Some details about fonts

Write DMSLOGO in Comic Sans font

Generate data to plot by creating the pandas DataFrame word_data. In this data frame, we choose large heights and bright colors for the letters in our word (DMSLOGO), and smaller letters and gray for other letters.

[31]:

word = "DMSLOGO"
lettercolors = [CBPALETTE[1]] * len("dms") + [CBPALETTE[2]] * len("logo")

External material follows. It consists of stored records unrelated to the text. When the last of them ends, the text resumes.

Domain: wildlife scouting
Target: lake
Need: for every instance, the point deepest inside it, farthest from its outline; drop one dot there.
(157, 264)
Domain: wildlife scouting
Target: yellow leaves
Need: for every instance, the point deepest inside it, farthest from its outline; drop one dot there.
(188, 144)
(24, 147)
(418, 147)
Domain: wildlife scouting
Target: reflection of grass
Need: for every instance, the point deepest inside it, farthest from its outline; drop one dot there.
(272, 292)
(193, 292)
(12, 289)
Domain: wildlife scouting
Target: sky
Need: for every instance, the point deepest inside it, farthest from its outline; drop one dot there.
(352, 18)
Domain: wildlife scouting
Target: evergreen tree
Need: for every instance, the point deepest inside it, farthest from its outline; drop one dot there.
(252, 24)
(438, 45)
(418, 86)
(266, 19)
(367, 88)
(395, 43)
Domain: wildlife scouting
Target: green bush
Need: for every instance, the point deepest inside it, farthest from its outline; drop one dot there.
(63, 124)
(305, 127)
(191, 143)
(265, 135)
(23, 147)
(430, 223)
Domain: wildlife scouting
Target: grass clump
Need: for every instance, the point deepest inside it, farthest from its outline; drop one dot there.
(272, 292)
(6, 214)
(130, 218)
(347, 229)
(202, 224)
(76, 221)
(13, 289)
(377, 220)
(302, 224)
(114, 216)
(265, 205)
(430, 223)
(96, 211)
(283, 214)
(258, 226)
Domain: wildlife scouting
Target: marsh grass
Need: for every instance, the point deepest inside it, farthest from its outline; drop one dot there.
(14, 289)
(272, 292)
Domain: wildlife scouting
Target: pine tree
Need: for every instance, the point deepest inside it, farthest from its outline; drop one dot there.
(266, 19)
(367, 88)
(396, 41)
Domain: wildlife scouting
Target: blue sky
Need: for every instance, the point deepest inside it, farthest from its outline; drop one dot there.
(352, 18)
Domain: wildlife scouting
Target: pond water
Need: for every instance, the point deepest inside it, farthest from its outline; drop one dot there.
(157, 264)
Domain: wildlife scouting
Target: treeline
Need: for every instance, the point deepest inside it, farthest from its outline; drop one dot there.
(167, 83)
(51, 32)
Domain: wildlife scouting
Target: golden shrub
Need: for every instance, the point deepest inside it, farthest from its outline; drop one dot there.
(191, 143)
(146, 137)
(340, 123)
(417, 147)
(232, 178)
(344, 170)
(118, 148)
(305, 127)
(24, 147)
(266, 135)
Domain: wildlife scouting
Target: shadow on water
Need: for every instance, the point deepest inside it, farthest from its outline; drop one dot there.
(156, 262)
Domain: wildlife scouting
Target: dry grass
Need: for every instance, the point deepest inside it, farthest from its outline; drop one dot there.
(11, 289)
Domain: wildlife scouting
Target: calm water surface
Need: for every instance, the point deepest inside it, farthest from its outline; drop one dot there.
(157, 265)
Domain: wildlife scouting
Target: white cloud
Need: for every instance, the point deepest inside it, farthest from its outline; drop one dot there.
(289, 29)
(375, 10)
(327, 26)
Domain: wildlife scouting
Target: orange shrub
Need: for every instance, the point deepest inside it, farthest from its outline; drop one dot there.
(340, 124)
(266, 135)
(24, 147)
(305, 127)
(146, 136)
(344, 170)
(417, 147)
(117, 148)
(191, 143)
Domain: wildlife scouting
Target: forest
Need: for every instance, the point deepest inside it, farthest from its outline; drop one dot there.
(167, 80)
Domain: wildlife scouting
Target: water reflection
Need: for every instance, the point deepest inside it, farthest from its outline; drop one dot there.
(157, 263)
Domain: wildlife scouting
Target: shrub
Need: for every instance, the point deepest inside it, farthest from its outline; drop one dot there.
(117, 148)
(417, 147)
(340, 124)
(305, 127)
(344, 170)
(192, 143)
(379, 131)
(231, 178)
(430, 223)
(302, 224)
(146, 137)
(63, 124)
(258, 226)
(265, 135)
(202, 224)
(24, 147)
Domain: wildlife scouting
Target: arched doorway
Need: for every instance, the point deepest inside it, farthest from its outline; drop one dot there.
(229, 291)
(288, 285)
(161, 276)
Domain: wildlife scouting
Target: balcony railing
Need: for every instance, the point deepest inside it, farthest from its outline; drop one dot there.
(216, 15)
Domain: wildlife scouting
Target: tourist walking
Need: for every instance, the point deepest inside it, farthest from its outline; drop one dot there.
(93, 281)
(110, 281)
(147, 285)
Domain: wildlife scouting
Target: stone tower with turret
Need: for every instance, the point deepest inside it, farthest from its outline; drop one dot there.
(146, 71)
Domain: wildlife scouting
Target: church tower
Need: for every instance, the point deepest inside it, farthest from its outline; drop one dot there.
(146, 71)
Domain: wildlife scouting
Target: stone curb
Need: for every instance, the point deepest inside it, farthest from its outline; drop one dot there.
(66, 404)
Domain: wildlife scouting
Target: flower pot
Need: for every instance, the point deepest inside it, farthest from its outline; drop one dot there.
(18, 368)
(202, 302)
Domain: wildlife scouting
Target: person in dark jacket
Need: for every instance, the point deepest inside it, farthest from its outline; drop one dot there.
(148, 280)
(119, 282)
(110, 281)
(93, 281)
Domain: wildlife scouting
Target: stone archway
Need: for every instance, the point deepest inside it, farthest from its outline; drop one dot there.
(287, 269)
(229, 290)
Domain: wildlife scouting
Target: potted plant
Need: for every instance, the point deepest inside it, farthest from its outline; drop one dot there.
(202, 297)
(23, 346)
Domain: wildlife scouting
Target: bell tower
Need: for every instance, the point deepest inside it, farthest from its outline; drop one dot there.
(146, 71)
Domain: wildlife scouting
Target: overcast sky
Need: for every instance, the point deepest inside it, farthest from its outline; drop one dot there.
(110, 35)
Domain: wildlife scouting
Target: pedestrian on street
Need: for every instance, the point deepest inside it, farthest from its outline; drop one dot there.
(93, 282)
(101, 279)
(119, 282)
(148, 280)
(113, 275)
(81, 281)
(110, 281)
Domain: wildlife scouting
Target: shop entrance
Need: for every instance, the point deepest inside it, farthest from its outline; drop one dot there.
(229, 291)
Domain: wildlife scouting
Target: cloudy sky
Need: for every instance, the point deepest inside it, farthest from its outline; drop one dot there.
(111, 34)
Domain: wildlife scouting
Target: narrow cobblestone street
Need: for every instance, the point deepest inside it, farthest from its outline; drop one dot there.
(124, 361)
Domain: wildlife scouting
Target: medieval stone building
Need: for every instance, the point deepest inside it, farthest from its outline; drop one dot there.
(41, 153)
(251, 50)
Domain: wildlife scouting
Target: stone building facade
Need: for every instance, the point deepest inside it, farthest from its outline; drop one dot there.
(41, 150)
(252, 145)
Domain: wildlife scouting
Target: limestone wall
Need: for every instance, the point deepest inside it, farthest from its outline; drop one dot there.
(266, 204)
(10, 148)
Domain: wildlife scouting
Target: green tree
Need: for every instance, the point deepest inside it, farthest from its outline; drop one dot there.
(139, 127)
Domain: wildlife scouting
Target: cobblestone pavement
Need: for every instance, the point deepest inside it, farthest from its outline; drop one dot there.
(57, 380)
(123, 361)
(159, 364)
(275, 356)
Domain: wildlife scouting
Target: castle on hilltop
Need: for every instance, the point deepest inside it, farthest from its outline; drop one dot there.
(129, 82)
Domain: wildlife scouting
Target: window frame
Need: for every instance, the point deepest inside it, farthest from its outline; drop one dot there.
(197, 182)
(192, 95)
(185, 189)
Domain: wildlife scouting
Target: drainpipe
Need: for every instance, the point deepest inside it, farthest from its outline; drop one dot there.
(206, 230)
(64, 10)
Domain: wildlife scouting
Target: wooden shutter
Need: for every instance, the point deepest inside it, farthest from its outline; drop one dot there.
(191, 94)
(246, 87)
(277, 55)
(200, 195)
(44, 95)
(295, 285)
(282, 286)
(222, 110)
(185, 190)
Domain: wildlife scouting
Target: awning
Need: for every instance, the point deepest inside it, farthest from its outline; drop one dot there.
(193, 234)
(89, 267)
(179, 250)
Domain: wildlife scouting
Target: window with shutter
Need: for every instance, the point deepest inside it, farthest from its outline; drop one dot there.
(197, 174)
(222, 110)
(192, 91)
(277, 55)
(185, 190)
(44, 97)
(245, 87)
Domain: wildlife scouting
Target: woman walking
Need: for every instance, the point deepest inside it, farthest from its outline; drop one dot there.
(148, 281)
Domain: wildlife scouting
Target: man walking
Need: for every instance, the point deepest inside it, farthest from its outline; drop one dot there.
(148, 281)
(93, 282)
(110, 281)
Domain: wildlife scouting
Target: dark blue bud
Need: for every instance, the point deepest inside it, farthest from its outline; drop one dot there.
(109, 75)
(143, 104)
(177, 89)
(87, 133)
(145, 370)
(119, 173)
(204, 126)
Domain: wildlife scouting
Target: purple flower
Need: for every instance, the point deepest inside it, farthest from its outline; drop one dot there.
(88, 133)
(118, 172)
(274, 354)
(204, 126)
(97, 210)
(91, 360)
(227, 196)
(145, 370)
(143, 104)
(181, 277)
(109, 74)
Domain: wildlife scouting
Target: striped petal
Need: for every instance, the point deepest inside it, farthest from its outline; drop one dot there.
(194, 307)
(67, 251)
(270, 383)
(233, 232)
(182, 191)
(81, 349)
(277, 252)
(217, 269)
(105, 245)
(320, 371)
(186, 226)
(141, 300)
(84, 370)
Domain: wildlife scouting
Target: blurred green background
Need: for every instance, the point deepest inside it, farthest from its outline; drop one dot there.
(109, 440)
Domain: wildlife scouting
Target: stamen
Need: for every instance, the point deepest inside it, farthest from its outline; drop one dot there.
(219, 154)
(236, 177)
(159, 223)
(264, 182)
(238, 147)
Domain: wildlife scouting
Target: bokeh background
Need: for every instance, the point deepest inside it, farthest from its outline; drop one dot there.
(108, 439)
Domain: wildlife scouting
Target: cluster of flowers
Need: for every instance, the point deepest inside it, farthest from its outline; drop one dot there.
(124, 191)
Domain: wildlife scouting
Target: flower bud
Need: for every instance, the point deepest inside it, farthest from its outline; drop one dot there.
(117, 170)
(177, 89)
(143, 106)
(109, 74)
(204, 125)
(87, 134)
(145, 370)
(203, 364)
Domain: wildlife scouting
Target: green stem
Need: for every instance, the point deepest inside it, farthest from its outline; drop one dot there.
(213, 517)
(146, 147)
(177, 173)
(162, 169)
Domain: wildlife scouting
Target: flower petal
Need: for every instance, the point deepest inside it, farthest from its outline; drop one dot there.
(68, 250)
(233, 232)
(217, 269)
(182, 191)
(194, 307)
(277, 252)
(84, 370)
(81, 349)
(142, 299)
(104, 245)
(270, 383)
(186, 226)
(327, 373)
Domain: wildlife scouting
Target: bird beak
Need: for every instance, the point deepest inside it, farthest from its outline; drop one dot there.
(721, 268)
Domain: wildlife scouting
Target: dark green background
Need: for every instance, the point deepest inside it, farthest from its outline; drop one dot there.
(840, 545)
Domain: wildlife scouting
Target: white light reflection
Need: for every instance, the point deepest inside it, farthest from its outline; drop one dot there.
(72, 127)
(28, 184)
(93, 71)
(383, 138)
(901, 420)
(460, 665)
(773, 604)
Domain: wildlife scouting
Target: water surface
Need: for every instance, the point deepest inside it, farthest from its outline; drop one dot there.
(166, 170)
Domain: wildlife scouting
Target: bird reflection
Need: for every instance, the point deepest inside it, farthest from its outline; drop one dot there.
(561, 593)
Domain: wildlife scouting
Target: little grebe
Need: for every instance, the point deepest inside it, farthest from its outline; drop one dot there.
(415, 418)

# make data frame with data to plot
random.seed(0)
word_data = {"x": [], "letter": [], "height": [], "color": []}
for x, (letter, color) in enumerate(zip(word, lettercolors)):
    word_data["x"].append(x)
    word_data["letter"].append(letter)
    word_data["color"].append(color)
    word_data["height"].append(random.uniform(1, 1.5))
    for otherletter in random.sample(sorted(set("ACTG") - {letter}), 3):
        word_data["x"].append(x)
        word_data["letter"].append(otherletter)
        word_data["color"].append(CBPALETTE[0])
        word_data["height"].append(random.uniform(0.1, 0.5))
word_data = pd.DataFrame(word_data)
word_data.head(n=6)

[31]:
x letter height color
0 0 D 1.422211 #E69F00
1 0 T 0.486186 #999999
2 0 A 0.294371 #999999
3 0 C 0.467294 #999999
4 1 M 1.414926 #E69F00
5 1 T 0.301875 #999999

Now draw the logo. We use the fontfamily argument to set a Comic Sans font. This also requires us to increase fontaspect since this font is wider, and increase letterpad as the font height sometimes sticks out beyond its baseline:

[32]:

# NBVAL_IGNORE_OUTPUT

fig, ax = dmslogo.draw_logo(
    data=word_data,
    letter_height_col="height",
    x_col="x",
    letter_col="letter",
    color_col="color",
    fontfamily="Comic Sans MS",
    hide_axis=True,
    fontaspect=0.85,
    letterpad=0.05,
)
_images/basic_example_63_0.png

Subtleties of non-default fonts

Note however that you in general may have difficulty using most fonts (other than the dmslogo default) for good-looking logos. The reason is that for a clean and accurate letter-height logo plots, the font must:

  • be mono-spaced

  • not have descenders

  • have all letters go exactly from the baseline to the top

You can manually edit a font to do this as has been done for the current dmslogo default font; to see more information on this look here for details.